Mr. Lee argues that the alleged delay in receiving the final transcript for appeal purposes, which was purportedly not finalized until five years after his conviction, constitutes an extraordinary circumstance. However, Mr. Lee’s contention lacks sufficient evidentiary support and fails to meet the high threshold required for relief under Rule 60(b)(6). On this record, Mr. Lee has not demonstrated extraordinary circumstances under Rule 60(b)(6) for vacating the dismissal of this habeas petition on the basis of the § 2244(d) time bar.

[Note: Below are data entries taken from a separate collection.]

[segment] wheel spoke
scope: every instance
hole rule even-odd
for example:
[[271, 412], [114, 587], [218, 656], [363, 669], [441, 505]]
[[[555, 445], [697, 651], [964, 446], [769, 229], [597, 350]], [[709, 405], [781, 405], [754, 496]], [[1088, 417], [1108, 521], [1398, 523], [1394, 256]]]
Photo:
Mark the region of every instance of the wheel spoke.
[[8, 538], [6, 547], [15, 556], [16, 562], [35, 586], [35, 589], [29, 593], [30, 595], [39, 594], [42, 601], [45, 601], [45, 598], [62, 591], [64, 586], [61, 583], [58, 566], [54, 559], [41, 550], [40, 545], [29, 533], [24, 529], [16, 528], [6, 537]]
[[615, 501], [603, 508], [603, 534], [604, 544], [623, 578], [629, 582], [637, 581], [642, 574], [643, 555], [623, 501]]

Accordingly, it is ORDERED that Petitioner’s motion to reopen, revisit, and vacate the judgment under Rule 60(b)(6) of the Federal Rules of Civil Procedure is DENIED.
(Doc. # 45.)
Before the court are Mr. Lee’s motions “to reconsider” the April 10 Order, which were docketed on April 18, 2025, and April 22, 2025. (Docs. # 46, 47.) Respondent Reosha Butler filed a response in opposition on December 29, 2025. [1] (Doc. # 51.) The motions to reconsider and the pertinent portions of the response have been carefully considered. The motions to reconsider provide no grounds for revisiting or altering the April 10 Order and are wholly without merit. Accordingly, it is ORDERED that the motions to reconsider (Docs. # 46, 47) are DENIED.
DONE this 8th day of January, 2026.
/s/ W. Keith Watkins UNITED STATES DISTRICT JUDGE
[1] Respondent’s response addresses the April 18 motion and, in addition, discusses Mr. Lee’s April 9 motion, which already had been denied by the April 10 Order (Doc. # 45).